RUI NOGUEIRA; GABRIELA WOLTHERS

Jobim cobra explicações de presidente do Incra e pede a procurador-geral investigação contra Júlio César
RUI NOGUEIRA
Coordenador de Produção da Sucursal de Brasília
O Palácio do Planalto não tem mais dúvida: foi Francisco Graziano, então chefe de gabinete do presidente Fernando Henrique Cardoso e atual superintendente do Incra, quem pediu à PF (Polícia Federal) a investigação que levou ao "grampeamento" do telefone do embaixador Júlio César Gomes dos Santos, chefe do cerimonial da Presidência.
Por atender a um pedido informal de Graziano, o diretor da PF, Vicente Chelotti, escondeu a investigação do ministro da Justiça, Nelson Jobim. A disposição ontem do governo era demitir Graziano e Chelotti tão logo Jobim termine a investigação.

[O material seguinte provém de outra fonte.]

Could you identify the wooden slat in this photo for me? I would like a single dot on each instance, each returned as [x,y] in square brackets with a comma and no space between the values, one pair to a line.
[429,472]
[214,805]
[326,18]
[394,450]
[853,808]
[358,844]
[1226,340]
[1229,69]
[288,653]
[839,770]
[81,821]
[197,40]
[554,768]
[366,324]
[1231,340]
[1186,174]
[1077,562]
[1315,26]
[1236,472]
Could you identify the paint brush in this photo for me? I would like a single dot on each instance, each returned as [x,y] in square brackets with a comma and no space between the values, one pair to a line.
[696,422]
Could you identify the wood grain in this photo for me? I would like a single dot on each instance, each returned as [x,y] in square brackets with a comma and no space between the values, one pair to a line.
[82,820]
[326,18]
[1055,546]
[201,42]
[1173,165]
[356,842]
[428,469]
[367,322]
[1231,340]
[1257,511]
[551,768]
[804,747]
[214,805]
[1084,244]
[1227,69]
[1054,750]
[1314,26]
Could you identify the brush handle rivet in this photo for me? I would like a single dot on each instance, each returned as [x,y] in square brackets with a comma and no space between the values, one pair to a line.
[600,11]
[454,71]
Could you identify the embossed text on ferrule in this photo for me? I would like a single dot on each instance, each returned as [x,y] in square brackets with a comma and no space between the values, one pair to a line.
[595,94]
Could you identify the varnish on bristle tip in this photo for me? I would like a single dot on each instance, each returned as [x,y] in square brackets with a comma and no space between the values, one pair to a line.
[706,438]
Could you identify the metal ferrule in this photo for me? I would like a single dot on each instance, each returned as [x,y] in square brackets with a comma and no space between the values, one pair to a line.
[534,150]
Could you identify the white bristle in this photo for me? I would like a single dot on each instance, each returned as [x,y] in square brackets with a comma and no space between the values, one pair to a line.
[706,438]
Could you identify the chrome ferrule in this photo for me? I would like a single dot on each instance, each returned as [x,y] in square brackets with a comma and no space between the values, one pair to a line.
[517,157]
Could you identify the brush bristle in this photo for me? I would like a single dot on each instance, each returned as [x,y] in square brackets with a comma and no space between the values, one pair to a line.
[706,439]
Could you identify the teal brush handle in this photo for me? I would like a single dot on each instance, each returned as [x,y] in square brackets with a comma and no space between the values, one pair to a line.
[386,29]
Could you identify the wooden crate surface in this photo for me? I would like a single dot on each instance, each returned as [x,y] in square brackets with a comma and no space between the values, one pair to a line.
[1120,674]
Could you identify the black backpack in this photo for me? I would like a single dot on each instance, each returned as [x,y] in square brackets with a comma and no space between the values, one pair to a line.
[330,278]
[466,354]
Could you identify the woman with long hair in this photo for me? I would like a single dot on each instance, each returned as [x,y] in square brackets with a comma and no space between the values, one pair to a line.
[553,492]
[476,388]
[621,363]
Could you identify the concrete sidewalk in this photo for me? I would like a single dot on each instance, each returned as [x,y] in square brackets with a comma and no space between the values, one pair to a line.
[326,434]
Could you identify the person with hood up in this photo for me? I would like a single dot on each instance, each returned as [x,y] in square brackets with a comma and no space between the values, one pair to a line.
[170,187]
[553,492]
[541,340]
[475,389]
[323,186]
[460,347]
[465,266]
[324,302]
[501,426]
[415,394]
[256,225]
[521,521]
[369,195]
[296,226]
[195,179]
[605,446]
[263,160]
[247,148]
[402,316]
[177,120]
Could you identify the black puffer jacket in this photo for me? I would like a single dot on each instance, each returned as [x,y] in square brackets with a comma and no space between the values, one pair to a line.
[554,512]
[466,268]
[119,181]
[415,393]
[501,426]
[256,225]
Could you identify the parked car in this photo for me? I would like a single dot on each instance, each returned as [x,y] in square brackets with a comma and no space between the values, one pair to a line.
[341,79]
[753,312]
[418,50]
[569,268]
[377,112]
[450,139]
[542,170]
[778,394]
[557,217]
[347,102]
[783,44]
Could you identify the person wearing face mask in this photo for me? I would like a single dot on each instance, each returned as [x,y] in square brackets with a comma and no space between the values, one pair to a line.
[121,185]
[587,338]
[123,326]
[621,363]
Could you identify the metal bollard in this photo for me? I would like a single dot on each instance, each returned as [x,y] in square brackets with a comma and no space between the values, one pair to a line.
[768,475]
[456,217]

A permanência de Chelotti é considerada insustentável pelo Palácio do Planalto, que já procura um substituto para a direção da PF. Ontem, chegou-se a cogitar o nome do vice-governador do Ceará, Moroni Torgan (PSDB).
Ex-delegado da PF, sua nomeação foi praticamente descartada após a constatação de que ele não poderia pedir licença do cargo, mas teria de renunciar.
A investigação interna foi decidida depois que o chefe do Cerimonial e o ministro da Aeronáutica, Mauro Gandra, se demitiram na semana passada. A Folha apurou que FHC esperava que Graziano também pedisse demissão.
O presidente do Incra, por sua vez, disse que não pretende se demitir do cargo. "Não tem por que ele se demitir. Em nenhum momento participou desse grampo", declarou o assessor de imprensa de Graziano, Augusto Fonseca.
Hoje, o ministro da Justiça encaminha a Graziano um ofício pedindo que explique como conseguiu o resumo da transcrição das fitas com as escutas telefônicas na casa de Júlio César. "O presidente sabe de tudo o que estou fazendo", disse o ministro da Justiça.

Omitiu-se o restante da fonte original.